Christine Stuart / ctnewsjunkie
Secretary of the State Denise Merrill and U.S. Sen. Richard Blumenthal (Christine Stuart / ctnewsjunkie)

HARTFORD, CT –  Connecticut was one of 21 states targeted by hackers in 2016, and while no information was taken from its online voter registration system, the state received $5.1 million in new federal funds to beef up its security.

News of the new funding was announced Friday at a Legislative Office Building press conference with U.S. Sen. Richard Blumenthal and Secretary of the State Denise Merrill.

“These new federal funds will help secure the safety and integrity of critical voting infrastructure—and help to preserve public faith in our most fundamental of democratic institutions,” Blumenthal said.

Blumenthal described Russia’s interference with the 2016 election as “informational warfare.” He said it was part of a continuing attack on democracy.

Blumenthal stated that Russia’s aggressive attack involved cyber, propaganda, and disinformation targeted to sell discourse.

DHS confirmed the attempted Russian intrusion into Connecticut’s online voter registration database last September, but Merrill said it was stopped by the website’s security system.

The online voter registration database is the state’s front-facing website application for voter registration. It’s not attached to the centralized voter database or to the vote tabulators in the polling places. The information put into the system from an outside user would still have to be verified by the Registrar of Voters in a specific town before a name could be added to the voter list.

Merrill said she was told by DHS officials “there will be more activity” in the 2018 mid-term elections.

In response to the ongoing threat, Merrill formed a cyber security task force that will begin meeting this month to bring together state, federal, and local officials to initiate communication to establish protocols that address the “well-funded systematic effort to disenfranchise American people.”

The $5.1 million federal grant will be used to strengthen Connecticut’s voting infrastructure. 

“We are not just talking about physical machines, we are talking about software that can protect our democracy,” Blumenthal said.

Merrill said Connecticut is at the forefront of national efforts to harden its defenses.

“We are rated very highly and everything we are doing are best practices – we have audits, paper ballots, and so some of the problems you are seeing in other states you do not have here in Connecticut.
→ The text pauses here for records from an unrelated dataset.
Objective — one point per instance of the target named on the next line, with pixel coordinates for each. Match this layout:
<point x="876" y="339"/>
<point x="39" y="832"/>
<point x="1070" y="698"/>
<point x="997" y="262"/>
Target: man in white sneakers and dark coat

Nonetheless, we must be vigilant,” Merrill said.

In order to receive the federal funds the state will have to spend $256,000, which is already approved as part of its budget.

Connecticut’s system is already pretty secure because voting occurs on paper ballots on machines that are not hooked up to the Internet. There is a centralized voter registration database, but each municipality maintains their own voters lists and it would be difficult to manipulate that database without social engineering.

An NBC News report from February found that “election websites, voter registration systems and voter look-up systems,” were allegedly compromised in seven states. However, when the news organization reached out to those seven states, six of them denied they were breached, based on their own cyber investigations.